Далеко не сразу доходит до меня, что Аалто обшил деревом только ту часть дома, которая важна для его идентификации с публичной ролью Гуллихсенов, с кругом их духовных запросов и ценностей. Это квадратная западная половина 14 на 14 метров. Здесь находятся студия Майре и расположенная под ней оранжерея в северо-западном углу квадрата, библиотека-кабинет Гарри в противоположном углу и простирающаяся между ними гостиная с музыкальным салоном (ее-то я и принял сначала за павильон, якобы пристроенный к белому зданию). А всё, что связано с обыденными сторонами жизни – спальни родителей и три детских спальни, комната для занятий детей, гостевые комнаты наверху, столовая, кухня и прочие хозяйственные помещения внизу, – отмечено снаружи белизной. Чем не манифест, изымающий из концептуальных оснований «современного движения» претензию на исключительную интеллектуальную и художественную значимость и оставляющий ему только сферу обыденного?

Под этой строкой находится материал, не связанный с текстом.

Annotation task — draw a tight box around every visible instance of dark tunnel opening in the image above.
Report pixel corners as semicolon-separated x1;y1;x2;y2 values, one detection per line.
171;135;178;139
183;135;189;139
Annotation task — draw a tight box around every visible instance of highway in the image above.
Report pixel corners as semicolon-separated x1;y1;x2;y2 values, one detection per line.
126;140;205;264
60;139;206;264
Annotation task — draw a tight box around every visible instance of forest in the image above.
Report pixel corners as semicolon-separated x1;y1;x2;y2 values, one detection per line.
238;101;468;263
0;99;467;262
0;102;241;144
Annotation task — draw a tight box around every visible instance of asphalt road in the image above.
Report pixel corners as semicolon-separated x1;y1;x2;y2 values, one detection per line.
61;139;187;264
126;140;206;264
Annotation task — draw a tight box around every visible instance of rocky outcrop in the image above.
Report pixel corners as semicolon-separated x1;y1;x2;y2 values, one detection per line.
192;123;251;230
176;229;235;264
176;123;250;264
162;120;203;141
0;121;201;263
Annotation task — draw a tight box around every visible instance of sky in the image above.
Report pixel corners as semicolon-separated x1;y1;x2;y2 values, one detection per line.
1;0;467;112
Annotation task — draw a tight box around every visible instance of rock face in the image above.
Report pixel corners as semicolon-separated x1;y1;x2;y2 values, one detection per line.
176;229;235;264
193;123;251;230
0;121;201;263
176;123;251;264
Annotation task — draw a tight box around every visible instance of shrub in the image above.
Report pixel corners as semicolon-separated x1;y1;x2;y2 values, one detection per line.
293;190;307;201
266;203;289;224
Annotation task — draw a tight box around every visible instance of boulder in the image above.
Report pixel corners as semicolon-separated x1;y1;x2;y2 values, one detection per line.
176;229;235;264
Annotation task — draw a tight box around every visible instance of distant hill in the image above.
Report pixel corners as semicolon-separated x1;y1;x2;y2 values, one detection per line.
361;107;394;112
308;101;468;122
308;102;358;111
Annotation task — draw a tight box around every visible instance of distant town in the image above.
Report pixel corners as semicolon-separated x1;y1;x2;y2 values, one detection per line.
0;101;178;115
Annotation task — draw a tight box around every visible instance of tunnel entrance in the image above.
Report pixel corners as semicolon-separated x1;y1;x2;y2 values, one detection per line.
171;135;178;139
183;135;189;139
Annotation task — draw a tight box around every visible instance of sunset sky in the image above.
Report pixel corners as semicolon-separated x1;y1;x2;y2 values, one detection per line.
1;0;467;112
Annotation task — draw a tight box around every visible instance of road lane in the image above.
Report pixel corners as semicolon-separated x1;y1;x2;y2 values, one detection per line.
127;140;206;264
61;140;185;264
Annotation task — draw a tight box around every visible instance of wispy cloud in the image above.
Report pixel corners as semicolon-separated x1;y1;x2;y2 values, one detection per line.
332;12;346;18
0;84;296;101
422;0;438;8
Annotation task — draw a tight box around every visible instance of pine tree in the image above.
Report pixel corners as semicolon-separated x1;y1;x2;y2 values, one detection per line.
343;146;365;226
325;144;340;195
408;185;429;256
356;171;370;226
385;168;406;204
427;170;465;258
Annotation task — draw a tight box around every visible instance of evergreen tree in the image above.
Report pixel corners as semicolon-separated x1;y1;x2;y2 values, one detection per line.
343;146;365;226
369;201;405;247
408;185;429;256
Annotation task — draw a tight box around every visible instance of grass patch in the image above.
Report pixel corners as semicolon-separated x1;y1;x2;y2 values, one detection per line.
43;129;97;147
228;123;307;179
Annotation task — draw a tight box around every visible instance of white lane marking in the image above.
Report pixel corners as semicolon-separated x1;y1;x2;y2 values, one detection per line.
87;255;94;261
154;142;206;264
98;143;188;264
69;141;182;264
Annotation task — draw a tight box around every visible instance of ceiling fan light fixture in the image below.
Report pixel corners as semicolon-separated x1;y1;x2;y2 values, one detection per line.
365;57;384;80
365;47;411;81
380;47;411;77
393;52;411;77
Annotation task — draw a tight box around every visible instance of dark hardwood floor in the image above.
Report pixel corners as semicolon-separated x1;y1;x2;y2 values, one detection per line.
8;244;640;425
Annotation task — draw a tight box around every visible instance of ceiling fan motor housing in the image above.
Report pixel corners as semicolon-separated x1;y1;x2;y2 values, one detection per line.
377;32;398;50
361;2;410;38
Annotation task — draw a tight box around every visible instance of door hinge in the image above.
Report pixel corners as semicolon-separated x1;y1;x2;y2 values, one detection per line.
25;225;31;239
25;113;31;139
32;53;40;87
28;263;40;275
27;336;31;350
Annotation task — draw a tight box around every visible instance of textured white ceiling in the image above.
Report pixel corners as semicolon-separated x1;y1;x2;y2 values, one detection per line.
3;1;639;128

Чтобы хозяевам дома не было жаль самих себя, ютящихся в гостиной площадью полтораста квадратных метров, Алвару и Айно стоило бы ознакомиться с гостиной виллы Савой с единственной целью – не делать так, как сделал Ле Корбюзье. Но я не уверен, что у них было в те годы ясное представление о вилле Савой. «Ле Корбюзье я воспринимал как-то смутно, как некое общее понятие, характерное для атмосферы тех лет, – рассказывал Аалто. – Ведь он стал известен прежде всего благодаря книгам, а о своем отношении к книгам я однажды высказался в беседе с одним генералом: тот сказал, что предпочитает книгам о войне книги об искусстве и архитектуре, я же признался, что с большим интересом читаю о войне, но никогда об архитектуре»471
. Однако они с Айно и без виллы Савой ухитрились сделать уютным помещение, вдвое большее гостиной знаменитой виллы в Пуасси. Они руководствовались пятью заповедями. Во-первых, гостиная не должна быть длинной. Во-вторых, план гостиной не должен быть чистым прямоугольником, чтобы не позволить тому, кто в нее входит, сразу видеть ее целиком и чтобы предметы обстановки не выглядели сиротами, забытыми в опустевшем доме, то есть чтобы каждый из них занимал свое законное место, обусловленное конфигурацией плана. В-третьих, покрытие пола большого помещения не должно быть однородным: в зоне камина пол покрыт небольшими красноватыми керамическими плитками, а в зоне рояля пол деревянный, причем граница между этими частями гостиной идет по волнистой кривой. В-четвертых, гостиную не надо равномерно заливать светом – иначе обитатели будут лишены удовольствия созерцать неодушевленные и одушевленные тела в отчетливой светотеневой обработке. В-пятых, гостиную нельзя украшать только оконными видами, сколь бы прекрасны они ни были; в ней самой, чтобы не возбуждать у обитателей желание ради этих видов покинуть дом, должны располагаться крупные архитектурные объекты, которые интересно разглядывать. В гостиной Майре таких объектов два: большой камин с поднятым над полом гранитным выступом и белой оштукатуренной стенкой, перпендикулярной окну, которая оформлена как абстрактный рельеф, символизирующий, я думаю, поток тепла, и – напротив камина – лестница на второй этаж, в которую входишь, как в трехмерный чертеж, овеществленный в светлом дереве.Восточный и южный фасады виллы Майреа, вместе взятые, не дают представления о ней в целом. При круговом обходе она преподносит всё новые сюрпризы. Фасады принадлежат корпусам, образующим в плане L-образную конфигурацию. Благодаря этому у виллы есть важное преимущество перед домами с простой формой плана: бросив взгляд в окно, выходящее во двор, видишь другую часть дома и даже можешь общаться жестами с кем-то, находящимся на другой стороне. Поэтически настроенный обитатель уподобит такой дом живому существу, способному видеть части своего тела, – и это, как мне кажется, дает ему (обитателю) ощущение раскрепощенности.